# Shipping a box from the US to Dubai



## elliedxb (Jan 20, 2013)

Hey guys,

Would any of you know of a good door-to-door company that ships large boxes (think 18x24x18 inches) by sea from the US (East Coast) to Dubai? I don't need an entire container, I just need one of those BB Boxes filled with stuff my family can get me for a quarter of the price of the same goods here. I don't mind that it will take a month to get here, as long as I don't have to pay an arm and a leg for it! Thanks in advance!


----------



## saraswat (Apr 28, 2012)

I recently got in a shipment of stuff from the US (golf merchandise), it was a less than container load (LCL), which is what you are looking into. I could forward you the info of the company I used, but honestly for the size of shipment that you looking to get in, it would just be cheaper/better to go for people like FedEx, DHL, UPS. After all the local charges I paid, it wasn't all that much cheaper than using the aforementioned companies..


----------



## Jynxgirl (Nov 27, 2009)

USPS will ship to the emirates post system. You need to have a po box here. If you dont, you can have it sent to your work address if they will allow it. Cheapest way. Fedex, DHL and other service are quite a bit more expensive.


----------



## elliedxb (Jan 20, 2013)

Thanks for your replies. I'll probably just use USPS. Will post my experience here for anyone who might be interested.


----------



## saraswat (Apr 28, 2012)

Oh yeah .. forgot about them lol.. whenever my family sends USPS boxes out from there they arrive within 10-12 days.. and sometimes there are customs charges sometimes not.. also if all the stuff fits you might want to use the 60$ flat rate box.. basically stuff the darn thing to the gills and as long it fits (closes, doesn't rip etc) it's a flat 60$ charge...


----------



## XDoodlebugger (Jan 24, 2012)

These guys are good.

Shop and Ship :: Home


----------



## marouane (Jun 10, 2013)

saraswat said:


> I recently got in a shipment of stuff from the US (golf merchandise), it was a less than container load (LCL), which is what you are looking into. I could forward you the info of the company I used, but honestly for the size of shipment that you looking to get in, it would just be cheaper/better to go for people like FedEx, DHL, UPS. After all the local charges I paid, it wasn't all that much cheaper than using the aforementioned companies..

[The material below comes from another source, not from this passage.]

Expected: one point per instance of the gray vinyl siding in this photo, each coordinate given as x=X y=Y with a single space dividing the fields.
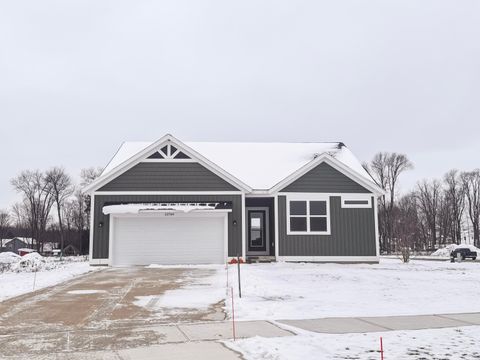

Could you please provide with the name of the company.. I desperately looking for a reliable one to ship LCL from NY to the UAE. thank you.


----------



## saraswat (Apr 28, 2012)

marouane said:


> Could you please provide with the name of the company.. I desperately looking for a reliable one to ship LCL from NY to the UAE. thank you.


Hey, couldn't send you a private message so posting on here. The company I used was agility logistics, the shipment was from Ga to Dxb. 
Agility - A New Logistics Leader
They have a local office here and their quote was the cheapest. Do remember to opt for door to door service, I didn't, which i regretted. Getting the paperwork and all that sorted out here is a huge hassle and kinda expensive anyway, let them take care of that ....


----------



## Maddy14 (Nov 13, 2020)

Jynxgirl said:


> USPS will ship to the emirates post system. You need to have a po box here. If you dont, you can have it sent to your work address if they will allow it. Cheapest way. Fedex, DHL and other service are quite a bit more expensive.


----------



## Maddy14 (Nov 13, 2020)

@Jynxgirl i have a package from us and it is almost one month. The shipper called usps and it is already left their country. I called post office they are saying they haven't receive it. Is there any way that i can call or something. My package doesn't have a postal code i only given my address here in dubai..hope you can help me...


----------



## Stevesolar (Dec 21, 2012)

Hi,
if you are in Dubai - then you need to check at the Karama central post office - this is where parcels without P.O. Boxes are normally kept.
cheers
steve


----------